The final entry in this group is actually a group of four titles – What do they have in common? They all chronicle instances of outstanding investment success by active managers. The Greatest Trade Ever by Gregory Zuckerman tells the story of John Paulson, the hedge fund manager who successfully shorted subprime mortgage bonds in the 2000s. The Man Who Solved the Market, also by Zuckerman, traces the history of James Simons and his quantitative hedge fund firm, Renaissance Technologies. You Can Be a Stock Market Genius by Joel Greenblatt, describes the off-the-beaten-path techniques this hedge fund manager used to generate outsized returns at his firm, Gotham Capital. And in Margin of Safety, hedge fund manager Seth Klarman describes his approach to value investing. Why am I recommending these books by and about hedge funds, when they’re precisely the kinds of high-cost, actively-managed investments I advise against? These stories are important to read, in my opinion, because they illustrate just how hard it is to find extraordinary active managers. I don’t doubt that you can make a fortune in an actively-managed fund, but skill like this is exceedingly rare. That makes it exceedingly difficult for individual investors to identify—and to access—funds like this. And because it’s so difficult, that’s why I recommend the alternative, which is to avoid active management altogether.
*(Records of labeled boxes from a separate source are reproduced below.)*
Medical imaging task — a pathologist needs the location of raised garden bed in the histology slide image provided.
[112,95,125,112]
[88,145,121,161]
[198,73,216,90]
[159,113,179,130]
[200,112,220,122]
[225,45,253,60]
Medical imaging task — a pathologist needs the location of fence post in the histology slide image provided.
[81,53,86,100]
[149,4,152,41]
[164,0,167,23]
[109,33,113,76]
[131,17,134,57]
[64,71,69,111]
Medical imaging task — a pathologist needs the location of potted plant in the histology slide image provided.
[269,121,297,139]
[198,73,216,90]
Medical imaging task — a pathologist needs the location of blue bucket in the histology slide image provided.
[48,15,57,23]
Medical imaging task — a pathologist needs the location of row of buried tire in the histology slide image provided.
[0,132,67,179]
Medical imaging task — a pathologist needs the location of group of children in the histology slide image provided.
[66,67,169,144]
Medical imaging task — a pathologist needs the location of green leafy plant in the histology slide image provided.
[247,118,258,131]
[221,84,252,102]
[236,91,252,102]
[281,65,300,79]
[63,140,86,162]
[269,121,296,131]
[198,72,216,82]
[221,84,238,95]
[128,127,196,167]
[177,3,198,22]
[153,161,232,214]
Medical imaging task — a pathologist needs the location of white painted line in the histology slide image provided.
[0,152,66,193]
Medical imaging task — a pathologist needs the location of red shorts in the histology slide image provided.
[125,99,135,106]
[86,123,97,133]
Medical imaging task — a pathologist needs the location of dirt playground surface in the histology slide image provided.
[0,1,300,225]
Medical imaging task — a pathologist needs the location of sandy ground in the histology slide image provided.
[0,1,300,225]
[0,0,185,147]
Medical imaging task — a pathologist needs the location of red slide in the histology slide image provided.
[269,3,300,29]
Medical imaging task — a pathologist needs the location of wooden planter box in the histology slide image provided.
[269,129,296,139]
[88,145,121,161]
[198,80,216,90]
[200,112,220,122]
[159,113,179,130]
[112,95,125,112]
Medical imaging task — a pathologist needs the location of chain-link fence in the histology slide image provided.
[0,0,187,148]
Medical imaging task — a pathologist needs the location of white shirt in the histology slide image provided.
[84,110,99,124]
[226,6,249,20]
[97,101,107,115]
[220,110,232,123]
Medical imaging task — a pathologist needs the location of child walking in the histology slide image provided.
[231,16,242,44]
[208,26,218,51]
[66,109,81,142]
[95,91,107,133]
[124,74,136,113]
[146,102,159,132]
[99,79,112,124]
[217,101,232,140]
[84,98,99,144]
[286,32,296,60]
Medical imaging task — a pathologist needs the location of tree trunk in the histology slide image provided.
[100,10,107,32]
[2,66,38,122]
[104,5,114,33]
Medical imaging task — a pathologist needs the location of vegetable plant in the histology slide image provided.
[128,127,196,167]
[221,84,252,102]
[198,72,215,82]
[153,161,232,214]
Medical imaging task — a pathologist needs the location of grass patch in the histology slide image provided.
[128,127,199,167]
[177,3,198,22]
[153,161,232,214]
Noise by Daniel Kahneman, Olivier Sibony and Cass Sunstein – Thanks in large part to the work of Daniel Kahneman, most investors are familiar with the idea of behavioral biases and how they can affect investment decisions. This book breaks new ground, describing another type of flaw in human judgment: The authors call it noise. The difference between a bias and noise is that biases cause us to make the same error consistently. For example, the recency bias causes investors to consistently put more weight on the events that have occurred most recently. Meanwhile, noise causes us to make errors randomly. The authors found noise among experts in a variety of professions, ranging from loan officers to insurance adjusters to cardiac surgeons. In all these cases, experts who should have reached the same conclusion on seemingly objective questions ended up frequently disagreeing with each other. And further, the authors found that people are often inconsistent with their own earlier judgments. As with other decision-making pitfalls, there’s no simple fix, though the authors do offer some suggestions. But simply being aware of this category of error in human judgment can help you avoid it.
Narrative Economics by Robert Shiller – Investing, as the saying goes, is simple but not easy. One reason: It’s highly susceptible to storytelling. This applies both when the market is riding high and when it’s doing poorly. Veteran investment manager Jeremy Grantham put it well: In March 2009, when everything looked bleak, he urged investors to avoid doomsayers, who “will start to predict the end of the world, armed with plenty of terrifying and accurate data…” That’s precisely the challenge for investors: There’s so much data out there that any informed person could construct virtually any argument—either for or against—virtually any investment. This book is somewhat academic and not an easy read, but it’s an important idea.